I can’t read anymore. If a real, paper and bone book is in my hands, I have misplaced my reading glasses, or the light’s too far away, or I can’t get comfortable. If the text is on my Kindle, no problem, except something is kind of broken right now in my reader brain. Perhaps the paradox of choice is hitting me. I have too many unread books. Or perhaps it’s related to the ideas in this article, Why Can’t We Read Anymore by Hugh McGuire . And now I realize when I was gaming too much or flitting between devices, my brain seduced my actions with dopamine:

So, every new email you get gives you a little flood of dopamine. Every little flood of dopamine reinforces your brain’s memory that checking email gives a flood of dopamine. And our brains are programmed to seek out things that will give us little floods of dopamine. Further, these patterns of behaviour start creating neural pathways, so that they become unconscious habits: Work on something important, brain itch, check email, dopamine, refresh,dopamine, check Twitter, dopamine, back to work. Over and over, and each time the habit becomes more ingrained in the actual structures of our brains.

How can books compete?

Well, this blunt and honest conversation will take place at the beginning of my school year with students, that is what digitalization has done to their brains. All of our brains. Last year, my students who were readers were the ones who tended not to have a lot of television or screen time (remember those hippie parents, back in the day? Who didn’t have TVs? I gasped in bewildered horror anytime I came across a situation like that.)

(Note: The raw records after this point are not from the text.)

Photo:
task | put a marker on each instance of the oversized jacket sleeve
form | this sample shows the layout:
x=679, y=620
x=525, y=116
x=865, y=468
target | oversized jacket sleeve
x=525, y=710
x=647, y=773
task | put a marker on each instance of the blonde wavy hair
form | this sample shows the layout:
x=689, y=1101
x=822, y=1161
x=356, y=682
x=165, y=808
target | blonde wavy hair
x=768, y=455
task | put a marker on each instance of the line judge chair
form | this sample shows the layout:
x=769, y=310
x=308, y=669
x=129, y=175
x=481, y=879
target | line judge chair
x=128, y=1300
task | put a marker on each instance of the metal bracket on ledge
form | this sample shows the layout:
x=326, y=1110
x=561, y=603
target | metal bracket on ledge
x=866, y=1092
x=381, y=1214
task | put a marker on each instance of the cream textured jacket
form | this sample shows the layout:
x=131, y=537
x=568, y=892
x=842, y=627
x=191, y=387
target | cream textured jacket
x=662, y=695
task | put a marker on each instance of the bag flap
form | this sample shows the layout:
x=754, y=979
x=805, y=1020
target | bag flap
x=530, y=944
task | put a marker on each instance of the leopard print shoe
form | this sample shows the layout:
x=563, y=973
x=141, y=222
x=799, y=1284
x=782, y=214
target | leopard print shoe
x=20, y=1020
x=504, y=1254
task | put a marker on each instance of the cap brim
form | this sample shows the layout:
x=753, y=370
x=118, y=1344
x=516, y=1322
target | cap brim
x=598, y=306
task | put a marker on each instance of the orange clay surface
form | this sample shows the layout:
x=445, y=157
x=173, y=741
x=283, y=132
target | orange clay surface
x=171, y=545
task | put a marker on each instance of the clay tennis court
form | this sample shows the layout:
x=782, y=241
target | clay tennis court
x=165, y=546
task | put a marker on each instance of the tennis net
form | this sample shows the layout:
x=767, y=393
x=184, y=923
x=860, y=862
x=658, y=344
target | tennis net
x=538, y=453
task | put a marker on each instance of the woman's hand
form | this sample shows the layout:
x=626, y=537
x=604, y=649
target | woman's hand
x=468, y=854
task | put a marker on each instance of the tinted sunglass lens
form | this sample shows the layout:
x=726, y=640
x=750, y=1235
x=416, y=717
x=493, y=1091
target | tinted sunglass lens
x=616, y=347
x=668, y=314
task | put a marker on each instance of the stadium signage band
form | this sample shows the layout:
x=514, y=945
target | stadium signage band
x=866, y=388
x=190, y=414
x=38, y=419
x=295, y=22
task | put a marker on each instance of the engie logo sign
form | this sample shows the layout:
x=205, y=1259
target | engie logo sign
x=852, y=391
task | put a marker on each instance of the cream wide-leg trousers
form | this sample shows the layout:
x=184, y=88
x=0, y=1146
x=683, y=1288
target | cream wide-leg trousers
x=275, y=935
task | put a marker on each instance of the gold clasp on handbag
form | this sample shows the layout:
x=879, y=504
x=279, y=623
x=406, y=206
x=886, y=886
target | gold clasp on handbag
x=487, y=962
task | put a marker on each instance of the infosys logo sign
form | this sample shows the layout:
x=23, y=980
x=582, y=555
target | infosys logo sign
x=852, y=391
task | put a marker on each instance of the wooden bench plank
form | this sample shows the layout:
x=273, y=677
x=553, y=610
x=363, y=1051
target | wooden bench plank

Is the same thing happening to (other) teachers? Are teachers just not reading as much as they used to, grabbing a few YA novels or short stories, and curating them for themselves? Or it is just a means to share tried and true texts with one another? Probably the latter. But there may be some instances where it’s the former, or perhaps I’m projecting my own failings.

novels

I have my list of books/stories to share. I have an extensive classroom library, both hard copy and digital. There are apps and sites galore to help teachers find texts. There are news outlets, story sites, like This American Life, Storycorp, The Moth, Radiolab, etc. to explore, to name a few. It would take a lifetime to read or listen to all the infinite stories. Sites like Artifact App and CommonLit help educators ask the essential questions to guide reading, too. And there are still libraries, with real librarians, who love nothing more than to talk and share ideas about texts. But that involves getting out of my bathrobe and the house. Hmmm. Tough call. (Oh, like you’ve never hung out in your robe until 1PM on summer break!)

 

Artifact App
Artifact App

 

So what are we teachers looking for when we ask others about text suggestions? We’re looking the same things as when we recommend books to other adults. We want something relevant, that may speak to us, that we can find some universal truth, or help us connect. And this is where the digital dopamine can’t help us: texts, be they on the screen or paper, give us a much more powerful sensation than digital ones. Helping students understand these important brain functions will help them understand when a person hurts them on line, it feels real because our brains don’t know the difference. We want to share stories, and that drive gives me hope, for my students, and for myself.

McGuire writes:

I am reading books now more than I have in years. I have more energy, and more focus than I’ve had for ages. I have not fully conquered my digital dopamine addiction, though, but it’s getting there. I think reading books is helping me retrain my mind for focus.

While on the hunt for great texts, I plan on using my powers of digital organization and keep track, make a list, and add notes. But for the moment, I’m just going to make a sandwich.